David - No, you should only use the Hookgrip in a pulling movement, so you do not need to keep it for the jerk. 

Alyssa Sulay
Jason
December 19 2018
As a tall lifter, I have to use the whole length of the barbell for snatch. The inner collar always ends up jamming into the base of my palm in the overhead position. Is this normal for the grip width or am I letting my wrist go too far into extension?

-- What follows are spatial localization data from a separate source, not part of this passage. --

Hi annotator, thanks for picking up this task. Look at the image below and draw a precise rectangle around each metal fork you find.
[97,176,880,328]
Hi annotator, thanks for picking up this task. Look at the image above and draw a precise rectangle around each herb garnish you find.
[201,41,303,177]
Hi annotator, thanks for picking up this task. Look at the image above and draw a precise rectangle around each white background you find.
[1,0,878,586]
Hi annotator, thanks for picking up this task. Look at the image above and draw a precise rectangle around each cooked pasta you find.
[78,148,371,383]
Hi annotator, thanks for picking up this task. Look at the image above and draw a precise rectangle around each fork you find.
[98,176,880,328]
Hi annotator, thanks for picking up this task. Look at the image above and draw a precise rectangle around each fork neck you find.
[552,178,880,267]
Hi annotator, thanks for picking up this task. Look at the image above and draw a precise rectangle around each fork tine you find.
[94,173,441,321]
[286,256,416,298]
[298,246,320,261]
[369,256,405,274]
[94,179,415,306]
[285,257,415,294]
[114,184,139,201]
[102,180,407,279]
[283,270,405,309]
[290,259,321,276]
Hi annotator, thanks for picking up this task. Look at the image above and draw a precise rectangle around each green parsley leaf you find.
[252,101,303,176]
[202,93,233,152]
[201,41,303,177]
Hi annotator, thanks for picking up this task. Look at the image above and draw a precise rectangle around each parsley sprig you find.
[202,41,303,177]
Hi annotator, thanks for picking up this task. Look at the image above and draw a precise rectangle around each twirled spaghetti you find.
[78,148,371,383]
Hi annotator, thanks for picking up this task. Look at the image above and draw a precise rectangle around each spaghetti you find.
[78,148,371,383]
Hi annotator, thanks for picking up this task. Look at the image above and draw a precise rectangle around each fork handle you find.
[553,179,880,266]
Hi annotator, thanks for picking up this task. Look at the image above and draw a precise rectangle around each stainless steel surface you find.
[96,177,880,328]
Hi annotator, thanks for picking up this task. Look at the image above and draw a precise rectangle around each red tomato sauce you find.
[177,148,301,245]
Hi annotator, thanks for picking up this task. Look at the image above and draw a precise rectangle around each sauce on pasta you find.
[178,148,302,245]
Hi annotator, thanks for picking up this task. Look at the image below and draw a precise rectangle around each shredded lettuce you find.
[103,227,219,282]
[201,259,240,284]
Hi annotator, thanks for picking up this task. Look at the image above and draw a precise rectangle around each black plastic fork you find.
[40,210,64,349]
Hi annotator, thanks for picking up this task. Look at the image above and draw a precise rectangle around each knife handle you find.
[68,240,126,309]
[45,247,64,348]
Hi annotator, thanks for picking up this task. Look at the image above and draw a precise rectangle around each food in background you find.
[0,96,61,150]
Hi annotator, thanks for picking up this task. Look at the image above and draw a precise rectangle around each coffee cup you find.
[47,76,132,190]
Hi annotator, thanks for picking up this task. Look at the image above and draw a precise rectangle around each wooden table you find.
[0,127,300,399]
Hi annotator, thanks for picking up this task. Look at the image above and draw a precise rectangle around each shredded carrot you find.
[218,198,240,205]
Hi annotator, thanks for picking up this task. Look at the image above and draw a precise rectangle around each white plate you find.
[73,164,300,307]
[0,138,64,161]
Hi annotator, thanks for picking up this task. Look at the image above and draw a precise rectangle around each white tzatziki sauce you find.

Even if it's slightly narrower than ideal, you need to keep your hands inside the sleeve flanges enough that they don't disrupt the sleeves from spinning. I'm having a hard time picturing what you're describing, but it sounds like you're definitely beyond this point. If it's an issue of the hands sliding out so that they're partly under that flange, you need to keep your grip better as you turn the bar over. The amount of extension shouldn't be the issue - no amount of wrist extension is going to move your hands out under the flanges if your grip isn't too wide already.

Greg Everett
Marti
February 20 2020
Do you have training techniques to strengthen the wrist in the snatch? to help with prevention of extreme wrist extension
Primarily you need to hold the bar correctly. If you do, there won't be such a long lever arm pulling the wrist into extreme extension in the first place. On top of that, you can do wrist curls and jerk supports with 10 sec holds, never exceeding a weight that allows you to hold the proper position.